Saturday, 23 November 2019

Review: Endurance: The Complete Series

Endurance: The Complete Series Endurance: The Complete Series by A.C. Spahn
My rating: 4 of 5 stars

First, the praise. For me, this was a better-written and funnier space opera than the Hugo-winning Red Shirts by John Scalzi. The characters are more distinct and better developed, the plot makes more sense, and the description is far superior.

Now, the undermining of the praise. I thought Red Shirts was mediocre and not at all funny, and didn't think it remotely deserved its Hugo. The characters in that book were indistinguishable, not least because they (and their environment) are never described at all, and there was a huge, ridiculous plot hole. You could film it quite easily; just cut out a few identical, vaguely human shapes from thin cardboard, write random names on them, move them round a white room on obvious wires, and have Scalzi do the voice. (Not voices; there's only one, and it's Scalzi's.) That would give exactly my experience of reading Red Shirts, if you made a few careless editing errors and tried to be arty at the end, but failed.

So actually, Endurance didn't set my world on fire. It made it to four stars, barely, because the characters are likeable, and they develop some individuality and have arcs. They're not the most complex or fully rounded characters you'll ever meet, though; they each only have a couple of characteristics, even when we've been in their viewpoint for a while, and their backstory tends to be vaguely hinted at rather than developed.
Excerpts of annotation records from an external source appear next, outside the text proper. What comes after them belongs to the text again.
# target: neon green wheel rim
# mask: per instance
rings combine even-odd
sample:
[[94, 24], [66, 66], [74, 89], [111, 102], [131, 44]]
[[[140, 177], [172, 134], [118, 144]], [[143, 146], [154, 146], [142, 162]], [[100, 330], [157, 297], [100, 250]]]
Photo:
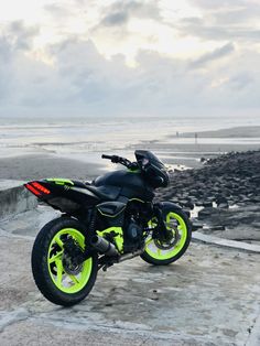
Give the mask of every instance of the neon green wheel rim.
[[[166, 215], [166, 220], [165, 220], [166, 224], [170, 224], [172, 219], [176, 220], [178, 224], [177, 225], [177, 231], [180, 235], [180, 239], [171, 249], [167, 249], [167, 250], [160, 249], [156, 247], [152, 237], [147, 238], [145, 252], [156, 260], [166, 260], [166, 259], [171, 259], [171, 258], [175, 257], [183, 249], [183, 247], [186, 242], [187, 226], [186, 226], [184, 219], [178, 214], [171, 212]], [[171, 229], [171, 228], [169, 228], [169, 229]]]
[[64, 244], [61, 236], [74, 238], [82, 249], [85, 247], [85, 237], [75, 228], [61, 229], [52, 239], [47, 253], [48, 273], [55, 286], [65, 293], [76, 293], [79, 292], [89, 280], [93, 269], [93, 259], [89, 258], [86, 260], [76, 275], [66, 273], [63, 267]]

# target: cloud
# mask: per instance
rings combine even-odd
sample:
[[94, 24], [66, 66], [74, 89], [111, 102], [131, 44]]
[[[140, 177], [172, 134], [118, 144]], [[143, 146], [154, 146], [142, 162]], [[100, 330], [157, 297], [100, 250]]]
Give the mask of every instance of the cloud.
[[23, 21], [14, 21], [7, 25], [4, 31], [13, 48], [30, 50], [40, 29], [37, 26], [26, 26]]
[[232, 53], [234, 51], [235, 51], [235, 46], [232, 43], [229, 42], [229, 43], [225, 44], [224, 46], [218, 47], [210, 53], [206, 53], [203, 56], [201, 56], [199, 58], [193, 61], [191, 63], [191, 67], [192, 68], [204, 67], [208, 63], [212, 63], [214, 61], [218, 61], [219, 58], [223, 58], [225, 56], [230, 55], [230, 53]]
[[158, 1], [116, 1], [102, 10], [99, 25], [118, 26], [132, 18], [160, 19]]

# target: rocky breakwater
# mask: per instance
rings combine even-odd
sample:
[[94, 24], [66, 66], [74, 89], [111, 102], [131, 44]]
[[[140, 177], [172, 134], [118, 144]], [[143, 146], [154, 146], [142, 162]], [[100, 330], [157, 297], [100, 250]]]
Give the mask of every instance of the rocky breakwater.
[[202, 169], [174, 171], [159, 198], [197, 209], [195, 228], [237, 240], [260, 240], [260, 150], [230, 152]]

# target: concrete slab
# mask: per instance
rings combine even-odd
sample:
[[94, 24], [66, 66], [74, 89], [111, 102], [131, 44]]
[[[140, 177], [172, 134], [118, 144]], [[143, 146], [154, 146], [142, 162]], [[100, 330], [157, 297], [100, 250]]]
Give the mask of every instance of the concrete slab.
[[224, 239], [224, 238], [215, 237], [212, 235], [204, 235], [199, 231], [193, 233], [193, 239], [207, 242], [207, 244], [214, 244], [221, 247], [235, 248], [238, 250], [260, 253], [259, 245], [248, 244], [245, 241]]
[[258, 253], [192, 244], [167, 267], [136, 258], [100, 272], [84, 302], [63, 309], [34, 285], [32, 244], [32, 238], [0, 236], [2, 346], [240, 346], [251, 335], [258, 340]]
[[37, 199], [26, 188], [23, 182], [12, 180], [0, 181], [0, 219], [8, 218], [36, 207]]

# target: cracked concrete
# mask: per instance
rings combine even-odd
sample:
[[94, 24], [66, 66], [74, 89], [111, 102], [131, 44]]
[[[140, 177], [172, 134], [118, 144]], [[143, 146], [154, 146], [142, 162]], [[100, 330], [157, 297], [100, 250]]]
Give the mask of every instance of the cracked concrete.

The book is made up of multiple stories with the same characters and setting, but tending to focus on one or two characters per story, moving around the crew of the spaceship after which the book is named. There's an overall story arc, though, which makes it like a limited TV miniseries rather than a movie; each episode has its own complete story, but together they make a larger story.

That more or less worked for me. I'm not sure of the timespan over which the stories were written, but there are inconsistencies between them, from the spelling of the talky/talkie box to whether or not there is a substantial United Earth military apart from the law enforcement organization to which the central characters belong.

The setting is heavy on the tropes and light on actual science, which is kind of what I've come to expect from space opera. However, I found the balance a bit too much on the tropey side and away from the science side. Not only do we have a crew of misfits in an outdated ship (who turn out to be the greatest ever and save the day repeatedly), but we have several sets of planet-of-hats aliens closely resembling humans (physically and culturally) except for a couple of minor characteristics; a genius engineer capable of single-handedly inventing FTL travel and understanding alien technology quite easily; and a science crew who can figure out a cure in a very short time for an alien disease that the aliens haven't got a cure for, even though none of the crew are medical scientists and the aliens have been specifically mentioned to have medical science far in advance of humans'. Oh, and zombies, which made no sense whatsoever.

The copy editing was good; I only noticed four or five minor glitches, which is far fewer than average. That helped to keep me reading, even though I found the plot predictable (when it wasn't nonsensical) and less than fully engaging. It was mildly amusing, mostly because of the crew's banter.

I didn't love it. I wouldn't run out and buy another one. But I thought it was better than Scalzi.